1. Understanding the Benefits of Social Media

Social media is a perfect marketing vehicle for small businesses that are looking to grow their profits and establish their employer brand. An effective social media marketing strategy does not need to be expensive, time-consuming, or labor-intensive.

Not only is social media a great tool for driving customer traffic your way, but it can also allow you to engage with loyal fans who can serve as online cheerleaders for your brand. It can allow you to both engage on a hyper-local level and drive interested users from all over the world to your online marketplace.

Compared to traditional advertising, social media posts are quicker and easier to deploy. You can engage regionally or nationally, even globally—daily—without the lag time between message formulation and execution that comes with ads or billboards. Quick messaging allows you to pivot quickly in response to customer input or staffing needs.

As you look to grow your business you can focus on one-on-one engagement with clients and customers, or on broader communication and messaging to your community or sector. You can use a small number of channels that you’re already comfortable with, or employ a more ambitious strategy across a wider array of platforms.

Finally, as an employer, you can burnish your company’s brand by making targeted announcements on issues that are important to today’s job seekers, from DEI policies and initiatives to benefits and work-life balance.

2. Targeting Key Audience Sectors

You should approach social media less like traditional advertising that is all about you and your products and more as a conversation, or even as a set of conversations that you have with a few key audiences. You may consider breaking these key audiences into the following categories:

  • Potential leads and customers
  • Loyal customers
  • Potential employees

Social media is an especially effective way to communicate with right-fit leads, those who are interested in your brand and what you offer, or at least with the products and services you can provide to meet their needs and solve their problems.
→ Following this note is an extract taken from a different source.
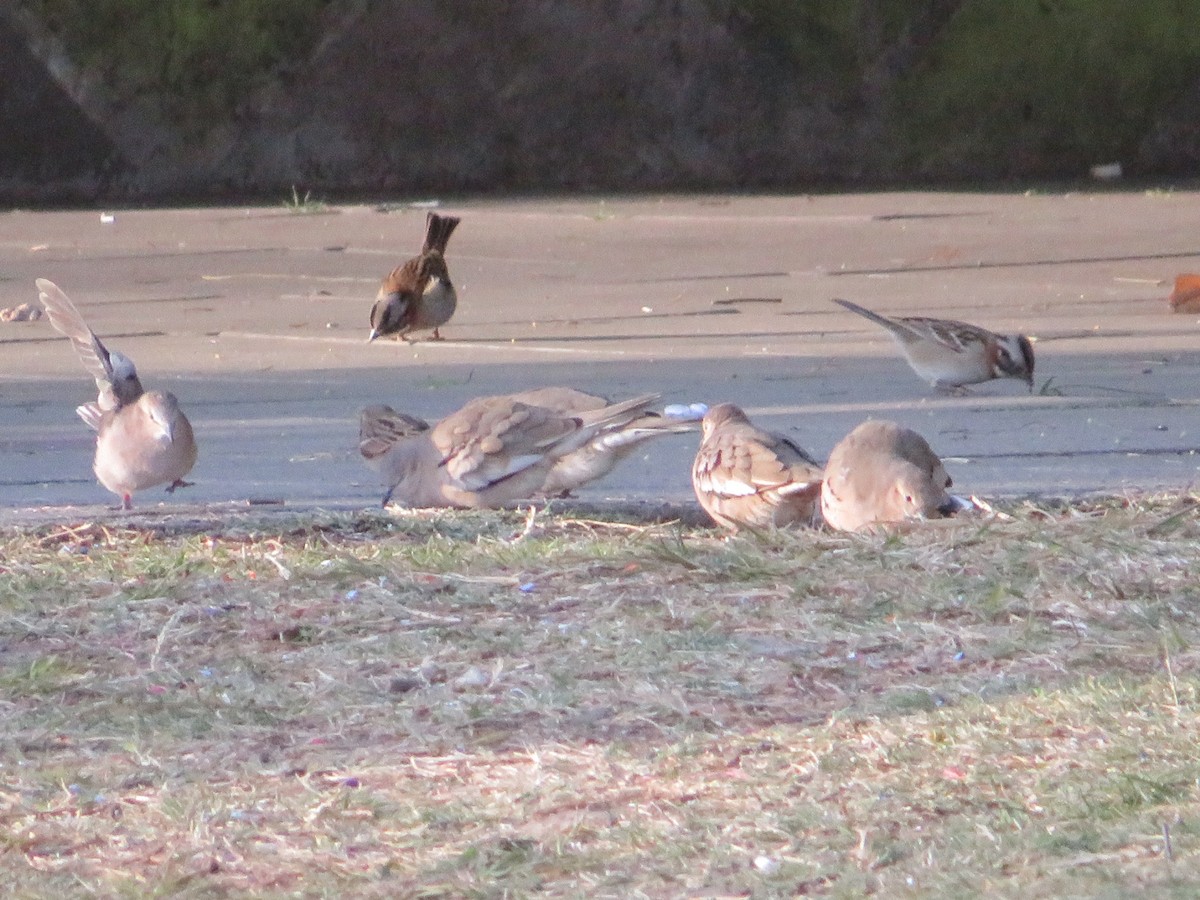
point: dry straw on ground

You can send out micro-targeted messaging to various target audience members. For instance, post comments and send direct messages to hyper-engaged loyal customers, post on mainstream platforms for potential customers, and provide more business insights on business-targeted platforms like LinkedIn to build your employer brand.

3. Determining the Right Message and Tone for Your Content

Once you know who you want to be in conversation with, you can begin to think about the content and tone of that conversation. The tone you use in your social media marketing strategy should match your brand and your target customer: young, fun, and casual, or principled and dignified?

What are your values and goals as a business? Do you want to convey that your workplace fosters a culture of constant innovation, or steady service and reliability? Determine what tone and messaging you want to share with your many audiences, and then you can begin to decide which message belongs on what platform.

For example, you might announce new services, products, sales, and promotional images and stories on Instagram and Facebook, employment opportunities on LinkedIn, and tours of new locations on YouTube, all with all with ample links back to your company web site.

A great way to build brand loyalty is to share tidbits about your company history and “behind the curtain” sneak peaks with your followers. Make your loyal customers feel like they are part of the team, inviting them to become part of the word of mouth driving your business. If you run a coffee shop, you might post about how beans are roasted; if you’re a restaurant owner, you can create a YouTube segment that includes a tour of your kitchen.

4. Managing Your Social Media Marketing Plan

Depending on the size of your business and the goals of your social media marketing plan you may want to consider hiring a social media manager.

You’ll want to begin the process with an effective social media manager job description. An ideal candidate might have previous experience on the platforms that make the most sense for your brand, as well as a marketing background.

Your new manager will then determine the timing of posts and other aspects of growing your social media marketing strategy. You can start big by making a broad appeal across a wide range of platforms, or you can begin gradually with a small set of targeted channels of your choosing.

One effective strategy is to position yourself as a reliable expert in your sector. Rather than engaging in sales messaging that could sound pushy, you should aim to focus on the needs of your customers. About 70 percent of your content should be about products and services, and 30 percent about fun and culture.

5. Measuring Your Results and Adjusting Accordingly

Once you’re up and running with your social media marketing strategy, you’ll want to measure results using metrics. Some of the most important metrics to monitor on your social media channels are quantitative engagement and reach.

Using popular analytics applications, you can track how many users you’re reaching and how those users are engaging with your content—and how you might choose to create and deploy content that will resonate with targeted audiences. By properly tracking, calibrating, and employing your social media content you can maximize your interactions with current and potential customers and employees.